下在故障节点上 region 信息, 太多了,请查看附件prolem_peers.txt (902.6 KB)

1、请先检查下,当前环境中是存在不存在 leader 以及副本丢失的 region,参考命令如下:

  • 没有 leader 的 region
    pd-ctl -u http://{pd_ip}:2379 -d region --jq '.regions[]|select(has("leader")|not)|{id: .id,peer_stores: [.peers[].store_id]}'

  • 副本丢失的 region
    pd-ctl -u http://{pd_ip}:2379 region --jq=".regions[] | {id: .id, peer_stores: [.peers[].store_id] | select(length != 2)}" // 当前环境中 max-replicas 参数为 2

2、如果存在没有 leader 的 region,并且确认是 region 的多副本丢失,请参考下面的数据修复步骤进行修复:

(1) 故障节点 store 15 以及 store 5先 stop 并且不要启动,并且在下述参考的修复操作步骤 (1)~(3) 执行期间这两个 store 务必保持 stop 状态

(2) region 多副本丢失,asktug 有下述贴子可供参考:
https://asktug.com/t/topic/34246

(3) 当使用上述帖子的方式恢复集群,恢复的参考指标为:

  • 当前环境中不存在缺少副本的 region,下述命令返回为空:
    pd-ctl -u http://{pd_ip}:2379 region --jq=“.regions | {id: .id, peer_stores: [.peers.store_id] | select(length != 2)}”
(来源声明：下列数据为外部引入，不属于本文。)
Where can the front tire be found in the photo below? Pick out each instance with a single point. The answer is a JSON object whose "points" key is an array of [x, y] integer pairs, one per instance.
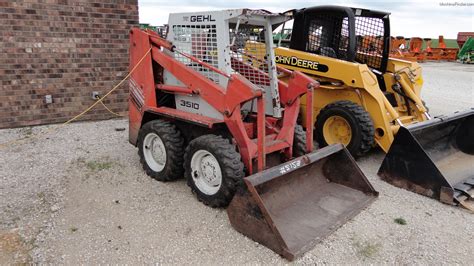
{"points": [[347, 123], [213, 169], [161, 150]]}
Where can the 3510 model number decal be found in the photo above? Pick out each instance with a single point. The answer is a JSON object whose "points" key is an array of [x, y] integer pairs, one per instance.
{"points": [[290, 166], [189, 104]]}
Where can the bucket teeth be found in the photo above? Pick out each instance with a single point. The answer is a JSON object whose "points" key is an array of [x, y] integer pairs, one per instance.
{"points": [[290, 212]]}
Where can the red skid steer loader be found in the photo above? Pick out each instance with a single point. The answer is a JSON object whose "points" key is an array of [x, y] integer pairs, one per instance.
{"points": [[200, 109]]}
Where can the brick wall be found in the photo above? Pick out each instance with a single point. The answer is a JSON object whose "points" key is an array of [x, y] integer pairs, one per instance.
{"points": [[63, 48]]}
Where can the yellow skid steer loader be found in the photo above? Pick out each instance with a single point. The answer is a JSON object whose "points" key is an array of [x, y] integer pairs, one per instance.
{"points": [[366, 98]]}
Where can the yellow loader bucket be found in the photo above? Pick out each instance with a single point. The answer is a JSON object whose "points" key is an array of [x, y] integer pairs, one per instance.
{"points": [[291, 207], [435, 158]]}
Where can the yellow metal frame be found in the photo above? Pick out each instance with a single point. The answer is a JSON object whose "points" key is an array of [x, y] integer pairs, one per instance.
{"points": [[357, 83]]}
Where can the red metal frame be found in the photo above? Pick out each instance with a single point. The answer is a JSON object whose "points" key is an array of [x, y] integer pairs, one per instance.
{"points": [[271, 134]]}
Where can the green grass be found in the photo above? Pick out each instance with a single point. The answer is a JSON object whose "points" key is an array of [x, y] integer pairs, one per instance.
{"points": [[400, 221], [367, 249]]}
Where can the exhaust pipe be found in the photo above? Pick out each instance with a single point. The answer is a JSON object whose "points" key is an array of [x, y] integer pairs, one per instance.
{"points": [[291, 207], [435, 158]]}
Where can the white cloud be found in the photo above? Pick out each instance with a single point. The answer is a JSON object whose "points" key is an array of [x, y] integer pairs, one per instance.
{"points": [[408, 18]]}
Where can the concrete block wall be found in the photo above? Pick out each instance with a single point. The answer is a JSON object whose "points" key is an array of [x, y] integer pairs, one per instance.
{"points": [[66, 49]]}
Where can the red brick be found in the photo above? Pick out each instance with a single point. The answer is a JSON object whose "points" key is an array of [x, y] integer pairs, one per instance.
{"points": [[64, 48]]}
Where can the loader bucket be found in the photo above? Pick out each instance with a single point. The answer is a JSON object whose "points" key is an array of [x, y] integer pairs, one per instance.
{"points": [[435, 158], [291, 207]]}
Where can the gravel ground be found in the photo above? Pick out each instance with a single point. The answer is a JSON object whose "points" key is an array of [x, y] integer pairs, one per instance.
{"points": [[80, 195]]}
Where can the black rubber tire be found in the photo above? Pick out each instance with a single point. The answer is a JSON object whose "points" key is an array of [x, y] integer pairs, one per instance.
{"points": [[229, 161], [299, 142], [174, 145], [361, 124]]}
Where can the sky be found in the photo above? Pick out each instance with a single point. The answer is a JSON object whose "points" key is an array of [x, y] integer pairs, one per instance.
{"points": [[409, 18]]}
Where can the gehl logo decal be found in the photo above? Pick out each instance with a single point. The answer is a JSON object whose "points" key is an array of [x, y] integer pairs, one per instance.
{"points": [[199, 18], [301, 63]]}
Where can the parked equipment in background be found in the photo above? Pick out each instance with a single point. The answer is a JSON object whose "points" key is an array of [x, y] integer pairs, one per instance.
{"points": [[199, 107], [367, 97], [466, 53]]}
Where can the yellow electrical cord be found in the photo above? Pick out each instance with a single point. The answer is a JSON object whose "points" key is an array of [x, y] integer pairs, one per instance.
{"points": [[99, 100]]}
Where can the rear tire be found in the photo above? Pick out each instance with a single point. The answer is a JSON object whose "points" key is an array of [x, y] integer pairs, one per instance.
{"points": [[358, 124], [161, 150], [213, 169]]}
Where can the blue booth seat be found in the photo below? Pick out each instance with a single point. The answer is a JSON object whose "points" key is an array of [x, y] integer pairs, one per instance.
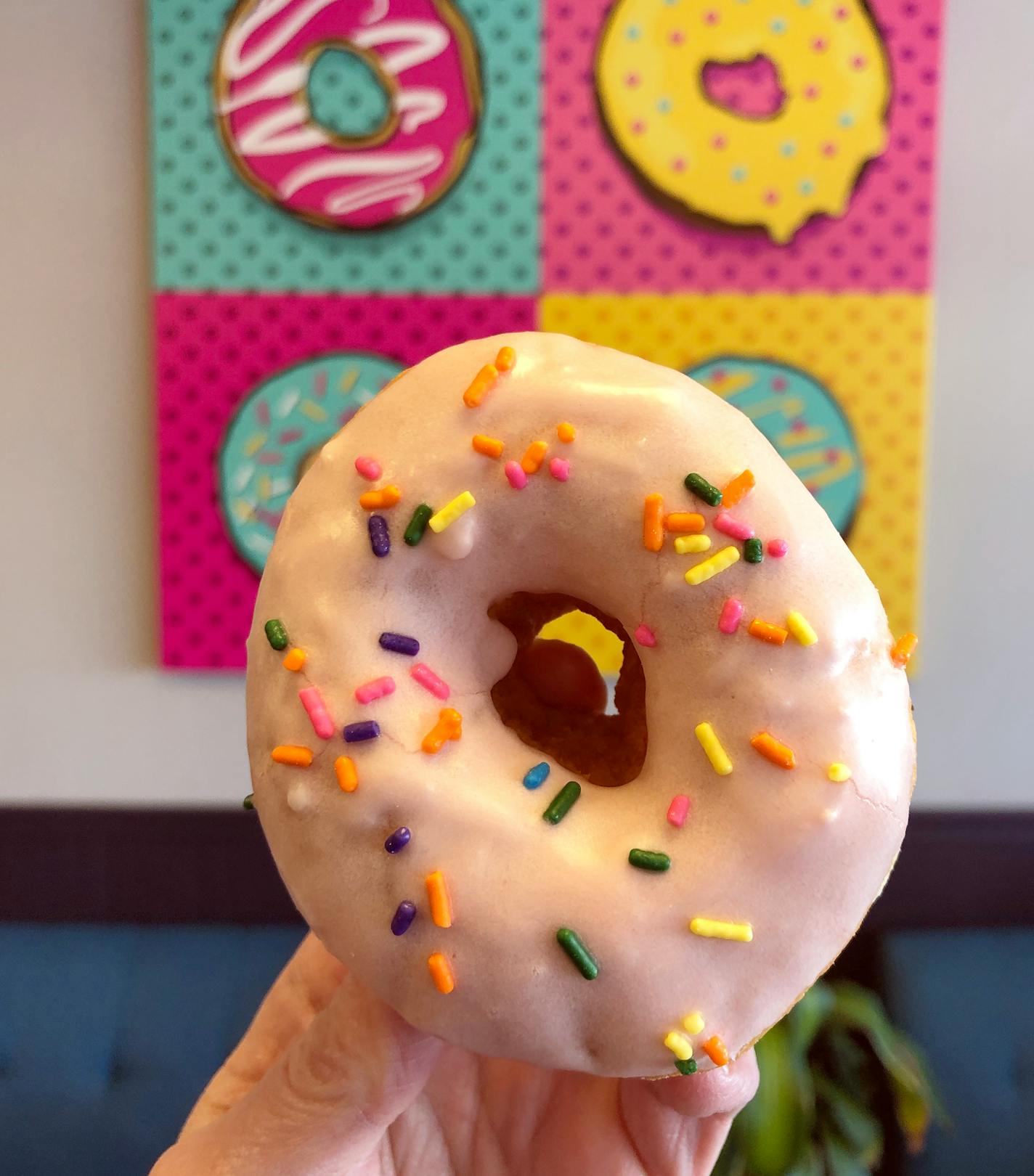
{"points": [[967, 996], [108, 1034]]}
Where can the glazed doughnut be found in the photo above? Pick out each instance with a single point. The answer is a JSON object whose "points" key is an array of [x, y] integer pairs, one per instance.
{"points": [[741, 168], [275, 433], [424, 58], [622, 894]]}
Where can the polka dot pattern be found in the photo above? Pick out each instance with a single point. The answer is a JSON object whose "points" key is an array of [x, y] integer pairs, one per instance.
{"points": [[212, 351], [213, 232], [882, 244], [870, 352]]}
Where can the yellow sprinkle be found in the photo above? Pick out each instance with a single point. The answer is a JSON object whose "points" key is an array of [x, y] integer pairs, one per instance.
{"points": [[294, 660], [313, 411], [449, 514], [693, 1024], [347, 775], [715, 929], [679, 1045], [713, 749], [692, 544], [799, 627], [718, 563]]}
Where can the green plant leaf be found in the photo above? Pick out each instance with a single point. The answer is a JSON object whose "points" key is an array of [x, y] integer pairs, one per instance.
{"points": [[859, 1127], [777, 1124], [839, 1159], [808, 1015]]}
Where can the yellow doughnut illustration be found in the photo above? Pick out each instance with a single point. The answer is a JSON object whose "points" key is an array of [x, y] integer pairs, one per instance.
{"points": [[774, 170]]}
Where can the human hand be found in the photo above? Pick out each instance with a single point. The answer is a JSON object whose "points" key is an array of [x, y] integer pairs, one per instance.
{"points": [[330, 1079]]}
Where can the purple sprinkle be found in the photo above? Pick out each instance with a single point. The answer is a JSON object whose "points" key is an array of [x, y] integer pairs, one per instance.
{"points": [[398, 840], [379, 539], [402, 919], [399, 643], [357, 733]]}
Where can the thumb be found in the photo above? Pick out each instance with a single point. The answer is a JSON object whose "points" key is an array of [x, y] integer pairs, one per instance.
{"points": [[327, 1100]]}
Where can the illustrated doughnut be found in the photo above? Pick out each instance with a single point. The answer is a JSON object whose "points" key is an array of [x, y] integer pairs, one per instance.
{"points": [[622, 894], [277, 432], [424, 58], [658, 78], [802, 420]]}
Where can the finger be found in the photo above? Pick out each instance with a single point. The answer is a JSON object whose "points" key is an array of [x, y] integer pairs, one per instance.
{"points": [[328, 1098], [304, 988]]}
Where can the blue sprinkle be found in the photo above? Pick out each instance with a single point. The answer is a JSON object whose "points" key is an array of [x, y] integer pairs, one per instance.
{"points": [[398, 841], [358, 733], [379, 539], [402, 919], [399, 643], [537, 775]]}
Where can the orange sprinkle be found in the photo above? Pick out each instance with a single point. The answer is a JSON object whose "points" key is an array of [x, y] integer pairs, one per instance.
{"points": [[379, 500], [441, 910], [773, 634], [738, 489], [492, 447], [449, 726], [345, 772], [480, 385], [715, 1049], [294, 660], [441, 973], [903, 648], [532, 460], [684, 523], [293, 756], [653, 529], [773, 751]]}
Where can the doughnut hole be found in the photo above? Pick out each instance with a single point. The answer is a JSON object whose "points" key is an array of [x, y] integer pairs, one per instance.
{"points": [[554, 698], [749, 89]]}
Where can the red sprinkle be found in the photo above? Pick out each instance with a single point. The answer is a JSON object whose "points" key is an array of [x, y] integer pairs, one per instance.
{"points": [[677, 810]]}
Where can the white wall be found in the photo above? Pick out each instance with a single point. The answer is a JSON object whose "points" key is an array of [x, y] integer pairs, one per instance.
{"points": [[85, 714]]}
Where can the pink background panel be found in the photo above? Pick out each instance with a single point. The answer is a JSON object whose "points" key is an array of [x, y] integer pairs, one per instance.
{"points": [[603, 233], [212, 351]]}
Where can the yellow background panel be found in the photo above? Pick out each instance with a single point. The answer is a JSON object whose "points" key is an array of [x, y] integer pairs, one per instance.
{"points": [[870, 351]]}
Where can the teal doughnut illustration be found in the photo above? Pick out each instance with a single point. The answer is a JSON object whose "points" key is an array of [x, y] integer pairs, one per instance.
{"points": [[802, 421], [275, 433]]}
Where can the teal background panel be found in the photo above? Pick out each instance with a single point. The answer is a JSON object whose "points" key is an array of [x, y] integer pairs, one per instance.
{"points": [[213, 232]]}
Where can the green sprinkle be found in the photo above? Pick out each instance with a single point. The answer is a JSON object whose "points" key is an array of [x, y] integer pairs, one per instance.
{"points": [[277, 634], [700, 486], [560, 804], [650, 860], [418, 523], [580, 955]]}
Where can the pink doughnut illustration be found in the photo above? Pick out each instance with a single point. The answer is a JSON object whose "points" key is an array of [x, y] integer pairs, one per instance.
{"points": [[423, 54]]}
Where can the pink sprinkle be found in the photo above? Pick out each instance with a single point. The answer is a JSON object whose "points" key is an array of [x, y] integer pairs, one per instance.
{"points": [[313, 702], [368, 467], [430, 681], [378, 688], [677, 810], [645, 637], [732, 613], [728, 525]]}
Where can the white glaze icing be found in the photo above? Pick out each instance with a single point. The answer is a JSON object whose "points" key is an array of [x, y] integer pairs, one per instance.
{"points": [[797, 857]]}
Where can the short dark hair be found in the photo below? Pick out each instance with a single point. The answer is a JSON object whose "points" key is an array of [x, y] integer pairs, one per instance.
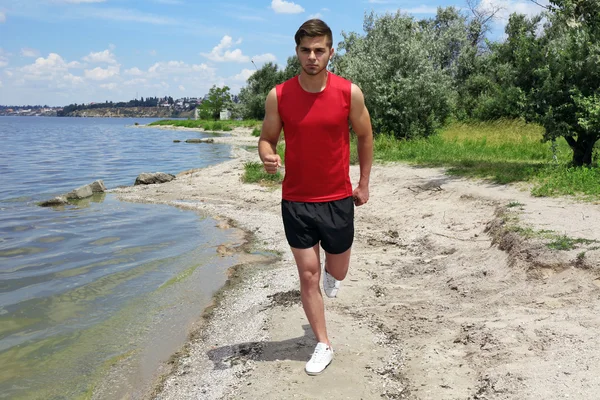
{"points": [[314, 28]]}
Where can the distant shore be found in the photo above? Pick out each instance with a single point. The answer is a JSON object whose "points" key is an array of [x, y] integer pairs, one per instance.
{"points": [[439, 298], [104, 112]]}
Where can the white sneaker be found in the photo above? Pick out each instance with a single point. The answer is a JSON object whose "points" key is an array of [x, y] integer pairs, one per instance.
{"points": [[330, 284], [320, 359]]}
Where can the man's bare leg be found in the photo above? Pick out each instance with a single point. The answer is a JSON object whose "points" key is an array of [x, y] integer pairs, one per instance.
{"points": [[309, 270], [337, 264]]}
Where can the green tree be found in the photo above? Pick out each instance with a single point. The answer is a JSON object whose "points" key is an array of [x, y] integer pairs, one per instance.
{"points": [[401, 73], [566, 99], [218, 99]]}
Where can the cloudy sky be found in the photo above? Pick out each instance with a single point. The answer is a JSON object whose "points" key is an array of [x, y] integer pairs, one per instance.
{"points": [[58, 52]]}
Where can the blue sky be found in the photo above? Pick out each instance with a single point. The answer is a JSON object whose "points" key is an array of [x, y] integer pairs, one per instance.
{"points": [[58, 52]]}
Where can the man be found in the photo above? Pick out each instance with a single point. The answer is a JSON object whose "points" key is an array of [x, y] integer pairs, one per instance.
{"points": [[314, 109]]}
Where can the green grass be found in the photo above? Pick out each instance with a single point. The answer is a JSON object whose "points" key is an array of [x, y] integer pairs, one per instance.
{"points": [[564, 242], [207, 125]]}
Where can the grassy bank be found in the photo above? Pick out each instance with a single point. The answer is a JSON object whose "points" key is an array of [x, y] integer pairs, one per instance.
{"points": [[499, 151], [254, 171], [225, 125]]}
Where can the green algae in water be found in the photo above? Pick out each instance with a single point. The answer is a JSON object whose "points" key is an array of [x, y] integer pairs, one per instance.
{"points": [[72, 365], [51, 239], [104, 241], [20, 251]]}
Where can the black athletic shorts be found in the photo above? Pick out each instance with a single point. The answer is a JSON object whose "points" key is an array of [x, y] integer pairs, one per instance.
{"points": [[331, 223]]}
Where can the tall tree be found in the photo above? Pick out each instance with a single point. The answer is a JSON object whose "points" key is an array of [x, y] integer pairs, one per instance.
{"points": [[217, 100], [566, 99]]}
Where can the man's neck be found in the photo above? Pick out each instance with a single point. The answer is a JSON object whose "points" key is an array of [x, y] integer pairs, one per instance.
{"points": [[313, 83]]}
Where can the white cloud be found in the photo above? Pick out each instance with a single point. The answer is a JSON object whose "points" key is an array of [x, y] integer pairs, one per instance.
{"points": [[263, 58], [27, 52], [72, 79], [135, 71], [220, 54], [250, 18], [46, 66], [286, 7], [136, 82], [101, 74], [81, 1], [101, 57], [74, 64], [171, 68], [123, 14], [244, 75], [109, 86]]}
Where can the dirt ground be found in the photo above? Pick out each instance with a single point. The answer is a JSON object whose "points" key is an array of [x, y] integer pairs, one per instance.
{"points": [[452, 293]]}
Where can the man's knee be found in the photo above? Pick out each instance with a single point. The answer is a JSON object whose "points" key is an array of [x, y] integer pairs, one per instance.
{"points": [[309, 278], [337, 264]]}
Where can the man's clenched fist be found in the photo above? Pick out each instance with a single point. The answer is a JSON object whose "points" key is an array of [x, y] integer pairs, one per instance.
{"points": [[271, 162]]}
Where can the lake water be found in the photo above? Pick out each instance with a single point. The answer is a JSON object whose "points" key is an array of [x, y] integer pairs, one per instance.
{"points": [[86, 287]]}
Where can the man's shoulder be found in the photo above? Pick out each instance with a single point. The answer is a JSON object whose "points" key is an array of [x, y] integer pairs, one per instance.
{"points": [[288, 82], [339, 79], [339, 82]]}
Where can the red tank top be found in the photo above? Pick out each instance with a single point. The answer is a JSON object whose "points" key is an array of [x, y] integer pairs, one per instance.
{"points": [[317, 140]]}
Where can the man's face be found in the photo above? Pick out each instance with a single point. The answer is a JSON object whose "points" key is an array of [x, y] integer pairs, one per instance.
{"points": [[314, 54]]}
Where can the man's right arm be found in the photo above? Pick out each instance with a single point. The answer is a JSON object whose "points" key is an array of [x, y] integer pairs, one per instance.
{"points": [[269, 136]]}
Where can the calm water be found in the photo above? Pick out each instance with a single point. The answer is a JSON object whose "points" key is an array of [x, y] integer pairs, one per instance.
{"points": [[103, 282]]}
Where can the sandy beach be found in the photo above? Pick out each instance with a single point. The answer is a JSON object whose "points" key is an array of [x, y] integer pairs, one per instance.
{"points": [[443, 299]]}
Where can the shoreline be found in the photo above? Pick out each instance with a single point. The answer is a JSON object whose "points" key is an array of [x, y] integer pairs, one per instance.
{"points": [[439, 299]]}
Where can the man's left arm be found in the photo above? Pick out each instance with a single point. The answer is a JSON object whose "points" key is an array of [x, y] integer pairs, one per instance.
{"points": [[361, 124]]}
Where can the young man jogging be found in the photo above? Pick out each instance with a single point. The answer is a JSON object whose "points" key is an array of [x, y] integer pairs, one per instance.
{"points": [[318, 202]]}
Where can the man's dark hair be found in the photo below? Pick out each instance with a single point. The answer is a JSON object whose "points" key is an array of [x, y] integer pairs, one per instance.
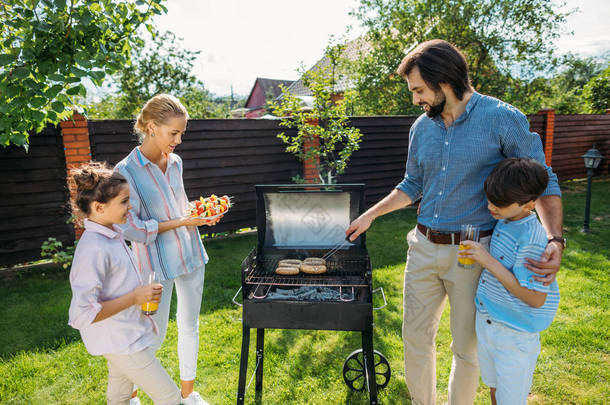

  • 当前环境中不存在缺少 leader 的 region,下述命令返回为空:
    pd-ctl -u http://{pd_ip}:2379 region --jq ‘.regions|select(has(“leader”)|not)|{id: .id,peer_stores: [.peers.store_id]}’

(4) 此时,原故障节点 store 15 以及 store 5 一定要继续保持 stop 状态,并使用下面的命令将故障节点的状态设置为 Tombstone,并清理信息:

  • curl -X POST ‘http://<pd_ip>:<pd_port>/pd/api/v1/store/{store_id}/state?state=Tombstone’ // {store_id} 分别为故障 store 5 以及 15
  • 查询 tombstone 节点信息:curl pd-addr:port/pd/api/v1/stores?state=2
  • 调用 remove-tombstone api 清理 tombstone 节点信息

(5) 设置 sync-log 参数为 true ,并且将 region 副本设置为 3,避免这样的情况再次发生。
(6) 清理原故障节点 store 15 以及 store 5 上的数据,并重新 scale-out 进行扩容。

谢谢, 集群正在恢复了。
有个疑问,如果replicas不能少于3, 为何不在强制无法设置少于3?

如果完全按照官网的推荐来来配置,那成本太高, 很可能一开始就无法在公司推广使用,例如我们目前的情况是1G的网卡,数据库机器统一的普通的ssd做的raid5, 要上线tidb得从交换机,机器到硬盘全部换, 在还没有试用得到验证前,很难以这样的标准来搭建tidb集群。我们一接入就十几T的数据,每天好几千万的数据同步到tidb , 需要的成本过大, 我熟悉的另一个细分行业的龙头公司也因为成本问题而不再推广使用。

我一开始是把sync-log设置了为true, 但写入太慢了,OPS达不到官方的要求, 只能设置为false. 我们认为丢一两分钟的数据并没有问题,我们只需要把dm同步的mysql binlog位置点提前几分钟,重复同步这几分钟的数据就行。但目前的情况是,挂了节点了后, 因为region 丢失了,很可能很久以前的数据都没了,只能整个集群的数据重新同步,这代价与时间太大。就算设置了replica为3, 那也可能挂2台甚至多台机器,而导致丢失数据,需要整个集群重新同步。所以希望能够允许丢失部分最新的数据,让tikv 能够正常启动, 集群恢复正常。 灾难恢复只能恢复不定时间的数据,其实跟整个集群的数据都丢失了差不多, 很难接受挽救回来的数据在时间分布上是零散的。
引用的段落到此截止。